I wonder the connection between CN and GENE_location(start and stop).10 means 10 copies of DNA in the region predicted.Does it mean a CNV repeat 10 times or just 10 different CNVs?If I want to count the numbers of gain and loss,do I need to multiply by 10?

valeu commented 9 months ago

coefficientOfVariation = 0.062 will give you some OK window side that will not result in too much noise and false predictions. If this value calculated by FREEC is close to 100, just use window=100 and it will overwrite coefficientOfVariation. Also, you can use a rule of thumb: 400 reads per window will result in low noise and nice predictions.

valeu commented 9 months ago

Regarding the annotation of genes - I don't think that there is an official FREEC script to do so.

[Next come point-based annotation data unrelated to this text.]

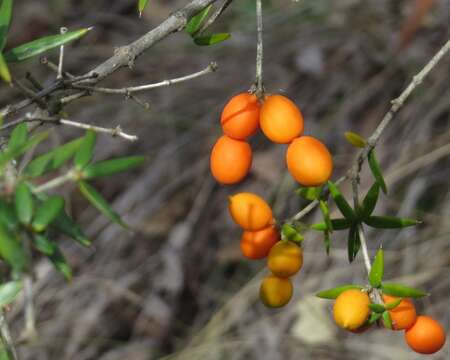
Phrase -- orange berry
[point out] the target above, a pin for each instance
(285, 259)
(280, 120)
(240, 116)
(351, 309)
(250, 211)
(257, 244)
(275, 291)
(426, 336)
(404, 315)
(309, 161)
(230, 160)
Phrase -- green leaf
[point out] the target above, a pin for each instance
(377, 308)
(355, 139)
(54, 254)
(373, 318)
(335, 292)
(212, 39)
(86, 150)
(393, 304)
(18, 136)
(4, 70)
(390, 222)
(341, 203)
(100, 203)
(310, 193)
(377, 271)
(338, 224)
(110, 167)
(41, 45)
(289, 232)
(376, 170)
(52, 160)
(326, 215)
(9, 292)
(370, 201)
(8, 216)
(24, 203)
(11, 249)
(353, 243)
(5, 21)
(47, 212)
(402, 291)
(194, 24)
(67, 226)
(387, 321)
(141, 6)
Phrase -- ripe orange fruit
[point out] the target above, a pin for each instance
(280, 120)
(257, 244)
(426, 336)
(240, 116)
(309, 161)
(250, 211)
(404, 315)
(275, 291)
(230, 160)
(351, 309)
(285, 259)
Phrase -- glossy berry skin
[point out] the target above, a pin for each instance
(230, 160)
(240, 116)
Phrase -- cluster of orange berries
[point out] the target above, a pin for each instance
(422, 333)
(261, 239)
(307, 159)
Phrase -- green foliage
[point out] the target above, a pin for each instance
(377, 271)
(355, 139)
(336, 291)
(211, 39)
(36, 47)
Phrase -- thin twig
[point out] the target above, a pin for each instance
(128, 90)
(259, 50)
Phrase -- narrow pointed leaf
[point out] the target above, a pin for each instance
(310, 193)
(341, 203)
(86, 150)
(370, 201)
(376, 170)
(41, 45)
(355, 139)
(11, 250)
(99, 202)
(196, 22)
(353, 243)
(4, 70)
(377, 308)
(52, 160)
(402, 291)
(338, 224)
(5, 21)
(390, 222)
(47, 212)
(110, 167)
(54, 254)
(326, 215)
(335, 292)
(18, 136)
(9, 292)
(387, 321)
(212, 39)
(24, 203)
(392, 305)
(377, 271)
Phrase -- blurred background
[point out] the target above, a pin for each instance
(177, 287)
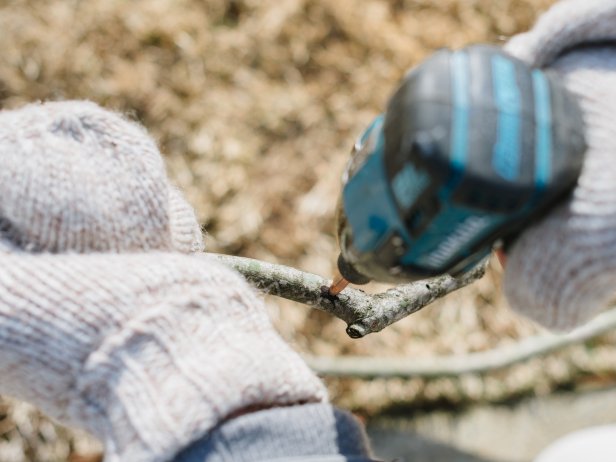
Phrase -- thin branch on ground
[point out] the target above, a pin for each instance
(363, 313)
(453, 366)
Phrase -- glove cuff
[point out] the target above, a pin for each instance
(216, 352)
(567, 24)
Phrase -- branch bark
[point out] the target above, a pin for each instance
(363, 313)
(453, 366)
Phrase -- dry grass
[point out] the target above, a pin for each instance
(255, 105)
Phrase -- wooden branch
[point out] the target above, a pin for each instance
(453, 366)
(362, 312)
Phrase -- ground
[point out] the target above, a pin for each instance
(255, 105)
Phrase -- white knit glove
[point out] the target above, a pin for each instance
(147, 350)
(562, 271)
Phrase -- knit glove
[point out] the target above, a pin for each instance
(562, 271)
(106, 321)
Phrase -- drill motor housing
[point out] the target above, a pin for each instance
(474, 146)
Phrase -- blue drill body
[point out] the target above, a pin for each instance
(473, 147)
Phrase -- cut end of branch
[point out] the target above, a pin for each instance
(356, 331)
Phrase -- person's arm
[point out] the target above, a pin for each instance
(562, 271)
(108, 323)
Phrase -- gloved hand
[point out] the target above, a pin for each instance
(562, 271)
(146, 350)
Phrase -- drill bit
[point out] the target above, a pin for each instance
(338, 285)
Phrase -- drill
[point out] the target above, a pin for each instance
(473, 146)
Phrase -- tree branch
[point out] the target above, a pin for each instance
(452, 366)
(362, 312)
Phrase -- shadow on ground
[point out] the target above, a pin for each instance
(402, 446)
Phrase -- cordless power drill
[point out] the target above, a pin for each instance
(474, 146)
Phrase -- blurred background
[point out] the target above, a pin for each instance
(255, 105)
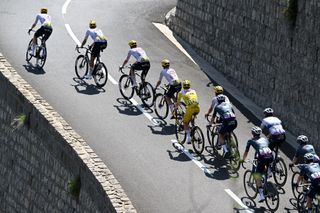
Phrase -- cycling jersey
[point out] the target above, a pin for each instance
(170, 75)
(139, 54)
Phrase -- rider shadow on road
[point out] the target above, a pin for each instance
(87, 89)
(126, 107)
(34, 69)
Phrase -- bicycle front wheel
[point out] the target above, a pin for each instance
(81, 66)
(250, 184)
(161, 107)
(197, 140)
(147, 94)
(125, 86)
(280, 172)
(100, 74)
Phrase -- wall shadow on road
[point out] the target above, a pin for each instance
(85, 88)
(35, 70)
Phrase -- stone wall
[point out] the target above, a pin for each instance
(273, 60)
(41, 154)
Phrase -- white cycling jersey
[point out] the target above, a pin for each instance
(170, 74)
(138, 53)
(214, 102)
(273, 124)
(45, 19)
(96, 35)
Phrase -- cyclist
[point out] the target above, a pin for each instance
(173, 79)
(142, 62)
(272, 128)
(227, 118)
(45, 30)
(262, 153)
(100, 43)
(218, 90)
(311, 171)
(190, 98)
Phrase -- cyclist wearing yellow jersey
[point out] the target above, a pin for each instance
(190, 99)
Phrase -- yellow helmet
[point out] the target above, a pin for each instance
(218, 90)
(186, 84)
(165, 63)
(92, 24)
(132, 43)
(44, 10)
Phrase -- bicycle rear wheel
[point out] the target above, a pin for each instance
(250, 184)
(197, 140)
(81, 66)
(28, 55)
(125, 86)
(272, 197)
(161, 107)
(147, 94)
(100, 74)
(280, 172)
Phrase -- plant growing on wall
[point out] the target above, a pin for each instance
(74, 186)
(291, 11)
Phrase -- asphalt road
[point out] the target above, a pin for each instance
(155, 176)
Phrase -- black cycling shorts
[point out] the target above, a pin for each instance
(97, 47)
(43, 31)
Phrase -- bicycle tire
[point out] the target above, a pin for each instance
(147, 94)
(280, 172)
(81, 66)
(272, 199)
(197, 140)
(249, 184)
(125, 86)
(28, 55)
(100, 74)
(161, 107)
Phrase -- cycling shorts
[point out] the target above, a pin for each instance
(43, 31)
(190, 111)
(97, 47)
(173, 89)
(228, 126)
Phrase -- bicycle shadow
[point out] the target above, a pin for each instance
(126, 107)
(34, 69)
(85, 88)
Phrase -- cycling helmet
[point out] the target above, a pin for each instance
(268, 111)
(218, 90)
(256, 130)
(165, 63)
(186, 84)
(301, 139)
(308, 157)
(92, 24)
(44, 10)
(221, 98)
(132, 43)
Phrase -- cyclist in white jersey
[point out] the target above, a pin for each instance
(142, 62)
(173, 80)
(100, 43)
(45, 29)
(272, 128)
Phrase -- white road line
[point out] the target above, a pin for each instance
(187, 153)
(64, 7)
(238, 200)
(168, 33)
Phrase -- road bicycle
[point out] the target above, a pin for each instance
(161, 106)
(197, 138)
(230, 140)
(99, 73)
(145, 92)
(40, 53)
(270, 191)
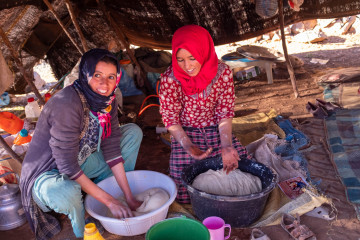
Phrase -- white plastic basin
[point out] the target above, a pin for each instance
(139, 181)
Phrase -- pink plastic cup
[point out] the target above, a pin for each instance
(216, 228)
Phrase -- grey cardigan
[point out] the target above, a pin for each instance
(55, 143)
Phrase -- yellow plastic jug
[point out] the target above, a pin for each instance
(91, 232)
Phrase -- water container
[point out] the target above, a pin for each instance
(22, 137)
(32, 109)
(91, 232)
(47, 97)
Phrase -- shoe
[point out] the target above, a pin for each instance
(324, 212)
(257, 234)
(297, 231)
(329, 106)
(317, 111)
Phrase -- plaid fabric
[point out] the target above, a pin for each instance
(204, 138)
(343, 137)
(45, 225)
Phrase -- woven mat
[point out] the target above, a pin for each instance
(253, 127)
(343, 138)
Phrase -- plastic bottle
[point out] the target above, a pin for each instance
(22, 137)
(91, 232)
(32, 109)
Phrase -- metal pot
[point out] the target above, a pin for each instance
(12, 214)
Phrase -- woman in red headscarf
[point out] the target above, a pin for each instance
(197, 105)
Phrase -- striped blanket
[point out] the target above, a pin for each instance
(343, 138)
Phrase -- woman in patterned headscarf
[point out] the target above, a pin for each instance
(197, 105)
(76, 144)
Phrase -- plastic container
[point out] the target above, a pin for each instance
(178, 229)
(92, 233)
(47, 97)
(22, 138)
(10, 123)
(32, 109)
(139, 181)
(238, 211)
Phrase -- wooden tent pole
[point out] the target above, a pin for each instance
(288, 63)
(76, 24)
(62, 26)
(21, 66)
(10, 151)
(124, 42)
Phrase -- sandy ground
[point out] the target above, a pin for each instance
(258, 96)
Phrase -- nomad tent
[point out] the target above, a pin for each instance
(62, 29)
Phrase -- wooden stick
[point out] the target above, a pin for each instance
(21, 67)
(288, 63)
(124, 42)
(10, 151)
(76, 24)
(62, 26)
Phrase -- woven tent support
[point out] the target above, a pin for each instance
(122, 37)
(62, 26)
(288, 63)
(10, 151)
(21, 66)
(76, 24)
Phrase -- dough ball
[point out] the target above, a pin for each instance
(152, 199)
(236, 183)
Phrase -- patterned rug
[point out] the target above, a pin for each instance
(343, 138)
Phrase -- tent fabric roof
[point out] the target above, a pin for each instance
(148, 23)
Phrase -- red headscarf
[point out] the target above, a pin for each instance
(199, 43)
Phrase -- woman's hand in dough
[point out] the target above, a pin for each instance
(133, 204)
(230, 159)
(118, 210)
(196, 153)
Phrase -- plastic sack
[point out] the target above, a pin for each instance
(4, 99)
(10, 123)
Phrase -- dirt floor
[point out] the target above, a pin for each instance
(257, 96)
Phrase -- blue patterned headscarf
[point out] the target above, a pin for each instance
(98, 103)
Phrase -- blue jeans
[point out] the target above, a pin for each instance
(55, 191)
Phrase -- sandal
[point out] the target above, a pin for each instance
(295, 229)
(257, 234)
(317, 111)
(323, 212)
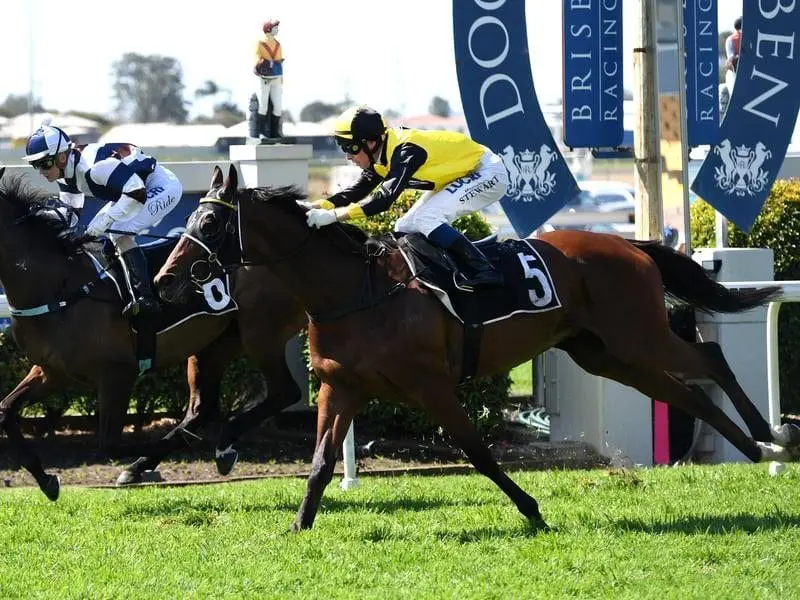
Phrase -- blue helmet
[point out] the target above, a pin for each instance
(46, 141)
(671, 236)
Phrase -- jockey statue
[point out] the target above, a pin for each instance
(269, 70)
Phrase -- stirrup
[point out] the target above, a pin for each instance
(140, 306)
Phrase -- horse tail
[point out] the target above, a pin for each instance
(687, 281)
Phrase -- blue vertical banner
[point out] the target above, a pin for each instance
(592, 85)
(739, 170)
(502, 111)
(700, 40)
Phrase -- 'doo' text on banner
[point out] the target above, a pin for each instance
(738, 173)
(502, 111)
(592, 86)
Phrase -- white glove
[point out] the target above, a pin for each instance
(316, 204)
(99, 225)
(320, 217)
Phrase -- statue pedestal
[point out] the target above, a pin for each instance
(272, 164)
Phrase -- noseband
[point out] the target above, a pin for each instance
(211, 264)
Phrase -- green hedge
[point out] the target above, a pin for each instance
(778, 228)
(483, 399)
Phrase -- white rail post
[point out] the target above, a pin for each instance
(350, 479)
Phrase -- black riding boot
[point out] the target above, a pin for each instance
(476, 270)
(142, 301)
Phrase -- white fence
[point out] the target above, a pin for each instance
(791, 293)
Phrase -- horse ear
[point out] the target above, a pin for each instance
(233, 178)
(216, 178)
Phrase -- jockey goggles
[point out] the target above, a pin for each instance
(43, 163)
(349, 146)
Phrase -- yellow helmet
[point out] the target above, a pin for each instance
(356, 126)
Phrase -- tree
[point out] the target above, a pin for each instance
(149, 89)
(439, 107)
(17, 104)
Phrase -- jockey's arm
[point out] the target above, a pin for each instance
(406, 160)
(365, 183)
(130, 201)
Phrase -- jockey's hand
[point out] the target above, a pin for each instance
(315, 204)
(320, 217)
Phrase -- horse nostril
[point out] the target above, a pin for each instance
(165, 281)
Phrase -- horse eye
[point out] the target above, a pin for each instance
(209, 226)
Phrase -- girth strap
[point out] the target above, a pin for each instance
(473, 333)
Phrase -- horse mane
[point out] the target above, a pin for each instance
(16, 190)
(286, 198)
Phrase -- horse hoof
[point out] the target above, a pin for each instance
(787, 435)
(226, 459)
(51, 487)
(537, 524)
(129, 478)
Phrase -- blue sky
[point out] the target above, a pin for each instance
(390, 54)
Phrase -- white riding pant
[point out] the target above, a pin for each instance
(730, 80)
(271, 89)
(465, 195)
(163, 193)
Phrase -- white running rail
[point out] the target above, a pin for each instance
(791, 293)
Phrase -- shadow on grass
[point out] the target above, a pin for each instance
(712, 524)
(174, 506)
(387, 533)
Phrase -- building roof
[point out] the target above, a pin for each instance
(21, 126)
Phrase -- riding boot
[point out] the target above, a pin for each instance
(275, 126)
(476, 270)
(134, 263)
(263, 126)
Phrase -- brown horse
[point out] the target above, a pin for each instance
(85, 341)
(374, 331)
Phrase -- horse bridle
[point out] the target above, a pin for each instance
(212, 262)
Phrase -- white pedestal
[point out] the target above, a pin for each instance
(273, 164)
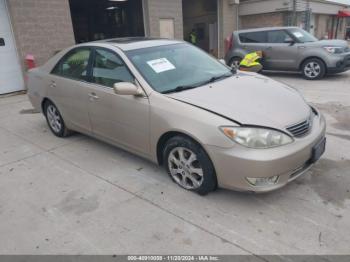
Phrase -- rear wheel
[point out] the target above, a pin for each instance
(313, 69)
(235, 62)
(189, 166)
(55, 120)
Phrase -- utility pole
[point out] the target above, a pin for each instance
(294, 13)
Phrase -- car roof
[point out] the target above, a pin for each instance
(266, 29)
(132, 43)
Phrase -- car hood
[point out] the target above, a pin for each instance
(249, 99)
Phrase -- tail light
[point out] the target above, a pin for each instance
(228, 43)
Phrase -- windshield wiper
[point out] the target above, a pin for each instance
(216, 78)
(181, 88)
(187, 87)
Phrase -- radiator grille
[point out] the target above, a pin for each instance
(300, 129)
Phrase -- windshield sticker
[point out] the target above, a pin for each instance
(298, 34)
(161, 65)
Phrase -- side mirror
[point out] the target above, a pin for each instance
(290, 42)
(127, 89)
(222, 61)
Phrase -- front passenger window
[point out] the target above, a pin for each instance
(109, 69)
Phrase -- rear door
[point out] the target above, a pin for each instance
(68, 88)
(281, 52)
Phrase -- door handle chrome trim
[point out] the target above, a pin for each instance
(93, 96)
(53, 84)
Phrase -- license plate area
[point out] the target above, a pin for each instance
(318, 150)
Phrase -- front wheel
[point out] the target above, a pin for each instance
(313, 69)
(189, 166)
(55, 120)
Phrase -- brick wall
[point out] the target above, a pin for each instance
(156, 9)
(261, 20)
(41, 27)
(227, 22)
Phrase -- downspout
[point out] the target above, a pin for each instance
(145, 13)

How do you get this file with gene IDs?

ZYongQi commented 9 months ago

Regarding the annotation of genes - I don't think that there is an official FREEC script to do so. How do you get this file with gene IDs?

I did make the annotation myself through a perl script.Actually I did the step on the base of the position of predicted CNVs in the output file from FREEC.

To be specific,at first I got the position(start-end) of each gene in the .gff file from NCBI.Second,I looked for genes that overlap with CNV regions by the following standard:cnv_start<=gene_stop && cnv_stop >=gene_start.In this way,I will get a gene list whose position(start-end) overlaps with CNVs.Finally I merged the two file. Is this step any problems?

By the way,I 've got the ratio.txt,but I wonder how the ratio value is calculated. Should I filter out ratio values that don't meet a certain threshold? And why the copy number in the ratio.txt appears all 2?

I would appreciate it if your any advice is helpful.Best wishes!

valeu commented 9 months ago

The copy number of the ratio.txt for the control sample should be 2 if you use a control. For the donor sample, it can be 2 almost everywhere if it is not a cancer sample. In any case, I suggest visualizing the output (ratio.txt) to make sure you can trust the predictions of FREE (using for example the R script included in the package). The ratios are normalized read count values. 1 means no change. -1 means Data not available.

ZYongQi commented 4 months ago

Hi,thisi is ZY.We did a summary on the quantity and distribution of CNVs and CNV regions . And I took your advice to visualize the ratio.txt file.But still doubted.

R script:FREEC_ratio2Absolute.R. One of the outputs shows:

Chromosome Start End Num_Probes Segment_Mean NC_048218.1 1 1264440 1285 -0.0513244 NC_048218.1 1264441 1302816 39 -3.715107 NC_048218.1 1302817 3479424 2212 -0.05671026 NC_048218.1 3479425 3504024 25 -4.576851 NC_048218.1 3504025 3536496 33 0.01631089

What kind of criteria should we use to filter the results? The number of probes or a specific segment_mean? By the way, why some of segment_means equal -Inf?